In 2009, the Certificate in Theological Studies program (Theology) began as the first academic theological program for women in prison. The program promoted the formation of leadership skills, self-dignity, and social awareness amidst a US criminal punishment system that is fundamentally intertwined in and sustained by the processes and practices of social death. Social death is the state or condition of not being accepted and treated as fully human and its practices function toward the calculated and purposeful destruction of human dignity. This dissertation explores the lives of students in the Theology program in an attempt to understand what good theological education is in a prison steeped in social death practices.

Student experiences suggest that ultimately, the good of theological education in prison rests in its ability to participate in God’s work of redeeming life in the presence of social death. This project shows how critical theological education engaged in a prison classroom that embraces redemptive practices transforms contexts of social death into contexts that value and sustain human life. The redemptive practices of coming together, considering one another, choosing names, critical questioning, and creating theology are just some of the many practices that seek to redeem life in prison. These practices form the substance of redemptive pedagogy that can in turn shape a redemptive community.

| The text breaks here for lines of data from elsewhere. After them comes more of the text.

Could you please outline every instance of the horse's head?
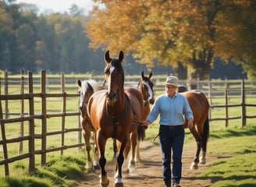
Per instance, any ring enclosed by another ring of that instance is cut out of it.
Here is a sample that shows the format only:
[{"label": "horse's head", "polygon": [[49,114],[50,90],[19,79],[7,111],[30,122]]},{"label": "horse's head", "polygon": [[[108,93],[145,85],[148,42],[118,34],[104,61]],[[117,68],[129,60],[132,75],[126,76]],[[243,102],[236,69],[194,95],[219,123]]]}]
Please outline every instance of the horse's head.
[{"label": "horse's head", "polygon": [[86,80],[77,80],[78,93],[80,94],[79,110],[83,118],[87,116],[87,104],[90,97],[94,94],[94,88]]},{"label": "horse's head", "polygon": [[109,51],[105,53],[105,80],[107,86],[107,99],[114,103],[118,100],[118,94],[121,89],[123,89],[124,73],[122,66],[123,60],[123,52],[121,51],[118,58],[109,57]]},{"label": "horse's head", "polygon": [[144,101],[153,104],[155,103],[154,97],[154,83],[151,80],[152,72],[148,76],[145,76],[144,72],[141,72],[141,78],[138,84],[138,90],[141,91]]}]

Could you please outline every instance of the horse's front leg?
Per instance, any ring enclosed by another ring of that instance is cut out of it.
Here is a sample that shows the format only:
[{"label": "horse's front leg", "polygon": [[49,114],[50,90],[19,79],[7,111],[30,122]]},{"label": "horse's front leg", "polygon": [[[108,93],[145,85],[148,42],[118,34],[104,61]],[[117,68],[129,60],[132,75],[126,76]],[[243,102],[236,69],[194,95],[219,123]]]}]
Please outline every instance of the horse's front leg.
[{"label": "horse's front leg", "polygon": [[191,164],[190,169],[198,169],[198,163],[199,163],[199,155],[201,148],[201,139],[199,133],[197,132],[194,127],[190,129],[191,133],[193,134],[196,143],[197,143],[197,152],[196,155],[194,158],[194,161]]},{"label": "horse's front leg", "polygon": [[107,187],[109,185],[109,179],[105,169],[105,166],[107,163],[107,160],[105,157],[105,149],[107,140],[103,137],[102,135],[101,135],[100,132],[98,132],[96,140],[100,151],[99,164],[101,169],[101,173],[100,175],[100,185],[101,187]]},{"label": "horse's front leg", "polygon": [[119,153],[117,157],[117,165],[116,168],[116,181],[115,181],[115,187],[123,187],[123,182],[122,179],[122,166],[124,161],[124,157],[123,157],[123,151],[126,147],[126,144],[127,142],[127,136],[124,137],[123,141],[120,143],[120,149]]},{"label": "horse's front leg", "polygon": [[95,132],[94,133],[94,161],[93,161],[93,166],[94,170],[98,170],[100,169],[100,167],[98,164],[99,159],[99,153],[98,150],[96,145],[96,140],[95,140]]},{"label": "horse's front leg", "polygon": [[130,136],[130,143],[131,143],[131,148],[132,148],[132,153],[130,159],[129,161],[129,174],[131,175],[136,175],[136,169],[135,169],[135,153],[136,153],[136,146],[137,143],[137,132],[133,132]]},{"label": "horse's front leg", "polygon": [[84,130],[82,131],[83,136],[84,139],[84,146],[85,146],[85,150],[87,151],[87,164],[85,165],[85,168],[87,171],[90,171],[92,169],[92,161],[90,155],[90,151],[91,151],[91,145],[90,145],[90,138],[91,138],[91,132]]}]

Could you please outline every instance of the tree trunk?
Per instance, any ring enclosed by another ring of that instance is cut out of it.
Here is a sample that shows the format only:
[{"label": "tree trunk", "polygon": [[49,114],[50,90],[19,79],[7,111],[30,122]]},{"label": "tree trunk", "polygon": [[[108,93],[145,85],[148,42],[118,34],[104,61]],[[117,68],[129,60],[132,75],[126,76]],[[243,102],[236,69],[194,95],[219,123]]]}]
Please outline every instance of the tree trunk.
[{"label": "tree trunk", "polygon": [[213,51],[212,48],[204,49],[197,52],[194,51],[192,54],[192,71],[189,73],[191,80],[190,89],[198,89],[196,80],[209,79],[212,69],[212,60]]}]

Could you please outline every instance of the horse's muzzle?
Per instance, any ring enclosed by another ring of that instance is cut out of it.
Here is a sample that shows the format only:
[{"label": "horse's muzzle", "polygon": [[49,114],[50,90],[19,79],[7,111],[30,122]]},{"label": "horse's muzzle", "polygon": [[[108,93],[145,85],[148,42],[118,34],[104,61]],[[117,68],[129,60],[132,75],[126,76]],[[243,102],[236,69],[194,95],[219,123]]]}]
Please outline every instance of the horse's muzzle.
[{"label": "horse's muzzle", "polygon": [[150,100],[149,100],[149,103],[150,103],[151,104],[153,104],[155,103],[155,99],[154,99],[154,98],[150,99]]}]

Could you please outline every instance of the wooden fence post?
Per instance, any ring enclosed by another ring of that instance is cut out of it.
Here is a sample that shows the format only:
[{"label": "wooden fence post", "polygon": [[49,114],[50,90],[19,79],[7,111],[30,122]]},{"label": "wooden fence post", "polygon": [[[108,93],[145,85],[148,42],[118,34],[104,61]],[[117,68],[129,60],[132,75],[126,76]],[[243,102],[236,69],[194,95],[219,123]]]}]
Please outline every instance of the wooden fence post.
[{"label": "wooden fence post", "polygon": [[[208,101],[210,106],[212,105],[212,80],[208,80]],[[209,108],[209,118],[212,118],[212,108]]]},{"label": "wooden fence post", "polygon": [[28,75],[28,88],[29,94],[30,95],[29,99],[29,116],[30,119],[29,121],[29,153],[30,157],[30,164],[29,171],[32,173],[34,171],[35,168],[35,147],[34,147],[34,95],[33,95],[33,77],[32,72],[29,72]]},{"label": "wooden fence post", "polygon": [[244,80],[241,82],[241,106],[242,106],[242,127],[246,125],[246,108],[245,108],[245,91],[244,91]]},{"label": "wooden fence post", "polygon": [[[2,150],[4,152],[4,159],[6,161],[8,159],[8,150],[6,145],[6,135],[5,135],[5,122],[3,122],[2,116],[2,102],[0,100],[0,122],[1,122],[1,132],[2,132]],[[5,162],[5,176],[9,176],[9,164],[7,161]]]},{"label": "wooden fence post", "polygon": [[[66,92],[65,92],[65,76],[64,73],[62,73],[61,77],[61,84],[62,84],[62,94],[63,94],[62,97],[62,143],[61,146],[64,146],[64,136],[65,136],[65,114],[66,114]],[[62,149],[60,151],[61,156],[63,155],[63,150]]]},{"label": "wooden fence post", "polygon": [[229,104],[228,104],[228,90],[227,85],[225,83],[225,111],[226,111],[226,127],[229,126]]},{"label": "wooden fence post", "polygon": [[[5,95],[8,95],[8,72],[5,71]],[[5,118],[9,117],[8,100],[5,100]]]},{"label": "wooden fence post", "polygon": [[46,130],[47,130],[47,111],[46,111],[46,71],[41,71],[41,164],[44,165],[46,163]]},{"label": "wooden fence post", "polygon": [[[20,83],[20,94],[24,94],[24,70],[20,69],[21,73],[21,83]],[[20,100],[20,118],[23,118],[24,116],[24,100]],[[24,122],[23,121],[20,122],[20,133],[19,136],[23,137],[24,136]],[[23,142],[20,141],[19,142],[19,150],[18,153],[20,154],[23,151]]]}]

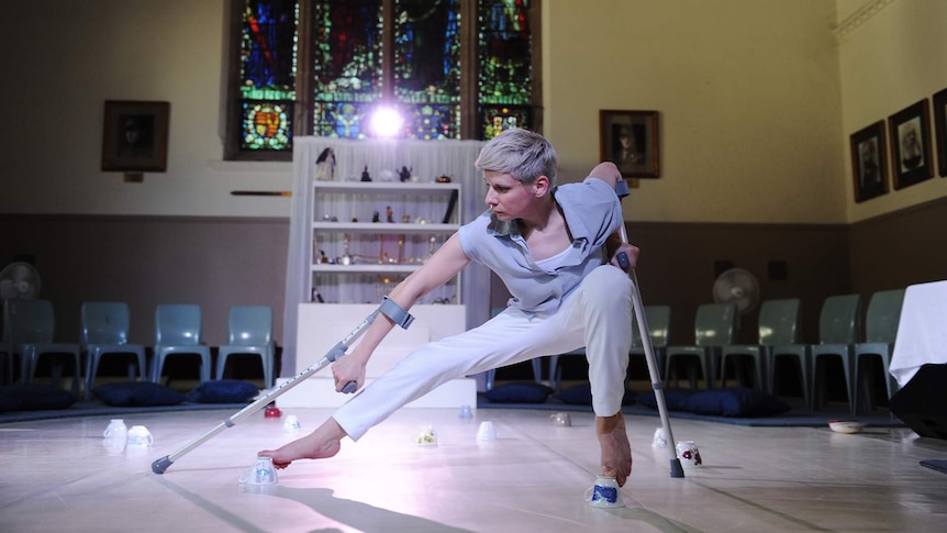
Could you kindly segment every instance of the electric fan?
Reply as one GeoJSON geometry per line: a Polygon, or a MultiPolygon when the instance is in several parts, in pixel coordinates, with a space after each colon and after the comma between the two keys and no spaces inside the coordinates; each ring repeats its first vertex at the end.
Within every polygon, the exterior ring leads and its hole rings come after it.
{"type": "Polygon", "coordinates": [[[40,296],[40,273],[29,263],[11,263],[0,270],[0,298],[25,300],[40,296]]]}
{"type": "Polygon", "coordinates": [[[724,270],[713,284],[713,299],[717,303],[736,303],[740,314],[746,313],[759,300],[759,282],[743,268],[724,270]]]}

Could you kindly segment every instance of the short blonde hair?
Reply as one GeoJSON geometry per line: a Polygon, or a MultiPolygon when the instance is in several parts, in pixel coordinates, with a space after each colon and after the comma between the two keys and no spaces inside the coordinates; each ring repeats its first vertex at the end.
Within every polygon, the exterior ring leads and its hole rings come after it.
{"type": "Polygon", "coordinates": [[[556,182],[558,156],[543,135],[528,130],[506,130],[487,142],[475,163],[478,170],[509,174],[524,185],[539,176],[556,182]]]}

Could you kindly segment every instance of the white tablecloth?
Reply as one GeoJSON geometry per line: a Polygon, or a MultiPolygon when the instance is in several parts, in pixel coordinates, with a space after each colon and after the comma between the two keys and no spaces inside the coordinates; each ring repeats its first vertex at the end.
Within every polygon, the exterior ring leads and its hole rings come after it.
{"type": "Polygon", "coordinates": [[[904,291],[888,371],[904,387],[927,363],[947,363],[947,281],[912,285],[904,291]]]}

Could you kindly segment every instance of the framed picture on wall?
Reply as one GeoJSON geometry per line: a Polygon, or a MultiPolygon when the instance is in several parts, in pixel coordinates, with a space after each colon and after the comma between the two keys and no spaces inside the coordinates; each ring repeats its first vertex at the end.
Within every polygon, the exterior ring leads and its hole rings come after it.
{"type": "Polygon", "coordinates": [[[888,118],[891,174],[895,189],[934,177],[929,113],[925,98],[888,118]]]}
{"type": "Polygon", "coordinates": [[[601,160],[619,166],[625,178],[660,177],[657,111],[599,111],[601,160]]]}
{"type": "Polygon", "coordinates": [[[934,95],[934,133],[937,137],[937,169],[947,177],[947,89],[934,95]]]}
{"type": "Polygon", "coordinates": [[[880,120],[850,136],[851,175],[855,202],[864,202],[888,192],[884,121],[880,120]]]}
{"type": "Polygon", "coordinates": [[[168,102],[105,101],[102,171],[164,173],[168,102]]]}

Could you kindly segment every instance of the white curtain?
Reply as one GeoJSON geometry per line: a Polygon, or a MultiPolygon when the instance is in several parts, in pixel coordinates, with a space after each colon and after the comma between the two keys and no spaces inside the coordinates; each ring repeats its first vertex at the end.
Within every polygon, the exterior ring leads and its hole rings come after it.
{"type": "MultiPolygon", "coordinates": [[[[314,216],[312,184],[320,154],[325,148],[335,152],[337,181],[359,180],[366,166],[372,180],[380,180],[383,173],[395,173],[402,167],[412,169],[411,174],[422,181],[434,181],[439,176],[449,176],[453,181],[463,185],[460,222],[466,223],[487,209],[483,204],[487,188],[473,166],[482,146],[481,141],[349,141],[326,137],[293,140],[292,210],[282,334],[283,377],[302,370],[296,368],[297,315],[299,304],[310,301],[310,295],[305,293],[305,277],[310,276],[309,265],[312,264],[309,234],[314,216]]],[[[467,306],[469,329],[483,323],[490,317],[490,271],[480,265],[470,265],[460,276],[460,298],[467,306]]],[[[357,325],[352,324],[352,327],[357,325]]]]}

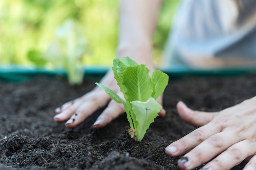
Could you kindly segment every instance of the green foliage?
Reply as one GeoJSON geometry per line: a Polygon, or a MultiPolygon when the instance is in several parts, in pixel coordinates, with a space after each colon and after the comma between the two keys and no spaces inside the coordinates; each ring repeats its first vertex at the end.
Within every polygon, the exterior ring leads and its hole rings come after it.
{"type": "MultiPolygon", "coordinates": [[[[156,65],[178,1],[164,1],[153,38],[156,65]]],[[[118,6],[115,0],[0,0],[0,63],[31,63],[29,51],[44,52],[56,29],[70,18],[79,23],[90,49],[83,64],[111,65],[117,43],[118,6]]],[[[50,70],[55,66],[45,65],[50,70]]]]}
{"type": "Polygon", "coordinates": [[[47,62],[43,53],[36,50],[31,50],[27,54],[27,58],[34,63],[38,69],[40,69],[47,62]]]}
{"type": "Polygon", "coordinates": [[[151,78],[145,65],[138,65],[128,57],[115,59],[112,69],[126,102],[108,87],[96,84],[111,98],[124,105],[132,129],[129,131],[131,137],[140,142],[161,110],[162,107],[155,100],[164,90],[168,76],[156,70],[151,78]]]}

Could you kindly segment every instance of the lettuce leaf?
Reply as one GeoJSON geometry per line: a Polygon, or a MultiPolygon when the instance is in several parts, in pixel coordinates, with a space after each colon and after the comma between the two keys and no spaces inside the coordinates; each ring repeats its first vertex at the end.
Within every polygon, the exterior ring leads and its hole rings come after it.
{"type": "Polygon", "coordinates": [[[168,83],[168,76],[155,70],[152,78],[144,64],[138,64],[128,57],[115,59],[112,70],[117,85],[124,94],[125,102],[108,87],[98,83],[112,99],[122,103],[132,132],[131,137],[137,141],[142,139],[162,108],[155,100],[164,92],[168,83]]]}

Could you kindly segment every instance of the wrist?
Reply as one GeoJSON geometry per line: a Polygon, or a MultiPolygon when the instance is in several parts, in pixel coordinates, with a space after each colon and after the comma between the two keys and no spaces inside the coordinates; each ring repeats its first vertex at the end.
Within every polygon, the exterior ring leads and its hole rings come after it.
{"type": "Polygon", "coordinates": [[[151,72],[155,68],[153,64],[152,46],[148,42],[119,44],[117,49],[117,58],[121,59],[128,56],[138,64],[146,64],[151,72]]]}

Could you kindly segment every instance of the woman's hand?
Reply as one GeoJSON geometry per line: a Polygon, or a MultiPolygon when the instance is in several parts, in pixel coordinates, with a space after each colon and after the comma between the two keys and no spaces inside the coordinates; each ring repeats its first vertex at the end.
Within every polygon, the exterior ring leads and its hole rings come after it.
{"type": "MultiPolygon", "coordinates": [[[[108,72],[100,83],[112,89],[119,96],[123,97],[123,94],[120,91],[116,81],[114,78],[112,70],[108,72]]],[[[157,102],[162,105],[162,96],[157,99],[157,102]]],[[[57,114],[54,118],[56,122],[59,123],[67,121],[65,124],[68,128],[74,128],[95,111],[107,105],[107,107],[93,124],[94,128],[102,127],[123,113],[124,108],[122,104],[110,100],[108,95],[98,87],[82,96],[67,102],[57,108],[55,111],[57,114]]],[[[162,109],[159,114],[163,116],[165,115],[165,111],[162,109]]]]}
{"type": "Polygon", "coordinates": [[[185,154],[179,167],[191,170],[228,170],[245,159],[244,170],[256,167],[256,96],[213,113],[194,111],[182,102],[177,109],[186,122],[201,126],[166,148],[171,157],[185,154]],[[211,159],[213,159],[211,160],[211,159]]]}
{"type": "MultiPolygon", "coordinates": [[[[120,2],[119,42],[117,57],[128,56],[139,64],[144,64],[152,73],[154,70],[152,54],[152,37],[156,24],[162,0],[122,0],[120,2]]],[[[101,84],[123,97],[110,70],[101,84]]],[[[162,97],[157,100],[162,105],[162,97]]],[[[66,122],[67,128],[76,126],[96,111],[107,106],[93,124],[103,127],[123,113],[122,104],[113,100],[102,89],[96,87],[91,92],[57,108],[54,118],[58,122],[66,122]]],[[[163,116],[162,110],[159,115],[163,116]]]]}

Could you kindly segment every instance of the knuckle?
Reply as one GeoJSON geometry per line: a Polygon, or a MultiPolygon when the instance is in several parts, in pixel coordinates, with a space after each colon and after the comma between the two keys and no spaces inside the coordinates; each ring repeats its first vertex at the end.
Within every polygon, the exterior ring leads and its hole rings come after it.
{"type": "Polygon", "coordinates": [[[205,136],[204,133],[199,129],[192,132],[191,134],[198,143],[201,143],[204,140],[205,136]]]}
{"type": "Polygon", "coordinates": [[[236,146],[231,147],[227,150],[229,154],[232,155],[236,160],[241,160],[243,153],[241,150],[236,146]]]}
{"type": "Polygon", "coordinates": [[[222,129],[224,129],[228,126],[230,120],[230,118],[229,116],[222,116],[221,118],[215,119],[213,120],[213,123],[216,124],[216,126],[220,127],[222,129]]]}
{"type": "Polygon", "coordinates": [[[210,137],[207,140],[213,146],[216,148],[222,148],[224,146],[223,139],[218,135],[210,137]]]}
{"type": "Polygon", "coordinates": [[[190,149],[189,148],[189,144],[184,140],[182,139],[180,139],[179,141],[180,144],[181,146],[181,148],[184,150],[188,150],[190,149]]]}
{"type": "Polygon", "coordinates": [[[217,167],[218,167],[218,168],[216,168],[216,169],[225,169],[225,163],[223,162],[222,161],[219,160],[218,159],[214,159],[213,161],[213,163],[214,163],[214,164],[216,165],[217,167]]]}

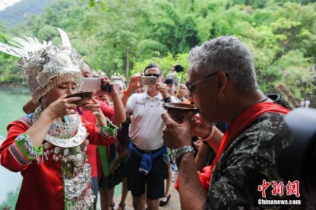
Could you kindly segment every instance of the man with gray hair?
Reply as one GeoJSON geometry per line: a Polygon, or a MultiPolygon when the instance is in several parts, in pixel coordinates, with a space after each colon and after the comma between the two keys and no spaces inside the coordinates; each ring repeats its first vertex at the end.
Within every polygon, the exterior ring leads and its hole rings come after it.
{"type": "Polygon", "coordinates": [[[189,61],[186,85],[199,114],[189,113],[181,124],[166,112],[162,114],[164,142],[179,170],[181,208],[264,208],[261,199],[293,199],[283,191],[288,181],[277,169],[281,152],[292,143],[283,119],[289,107],[278,96],[270,98],[260,91],[247,48],[236,37],[220,37],[192,48],[189,61]],[[229,124],[223,136],[214,131],[216,122],[229,124]],[[192,136],[216,153],[204,173],[197,173],[192,136]]]}

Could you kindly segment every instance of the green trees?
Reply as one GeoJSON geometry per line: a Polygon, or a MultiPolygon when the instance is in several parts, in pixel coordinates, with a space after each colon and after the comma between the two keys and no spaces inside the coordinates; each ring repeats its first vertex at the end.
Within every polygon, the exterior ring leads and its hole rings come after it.
{"type": "MultiPolygon", "coordinates": [[[[56,0],[11,32],[58,45],[54,27],[62,28],[93,68],[127,76],[152,61],[165,72],[179,63],[187,68],[185,56],[192,47],[220,35],[235,35],[250,48],[265,92],[277,91],[275,86],[284,83],[299,98],[311,93],[315,83],[313,1],[56,0]]],[[[10,72],[16,71],[4,62],[1,58],[1,81],[8,81],[10,72]]]]}

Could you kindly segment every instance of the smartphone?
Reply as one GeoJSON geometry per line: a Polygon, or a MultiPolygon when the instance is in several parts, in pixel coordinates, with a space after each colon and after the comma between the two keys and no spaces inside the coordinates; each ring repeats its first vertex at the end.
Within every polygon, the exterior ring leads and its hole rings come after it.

I contend that redemptive practices free students from the totalizing effects of social death and cultivate skills for analyzing and responding to the systems that oppress them. In a prison classroom, redemptive practices are political because they cultivate critical agency and support beliefs in the ability of incarcerated students to be positive agents in their own healing and futuring. Redemptive practices are the saving work in critical theological education in prison ushering in God’s redemptive reality. The good of theological education in prison and for the future is in its willingness to conceive of itself as a life-saving practice opening its doors to a wider, more diverse, and more expansive group of human beings committed to learning so they might live.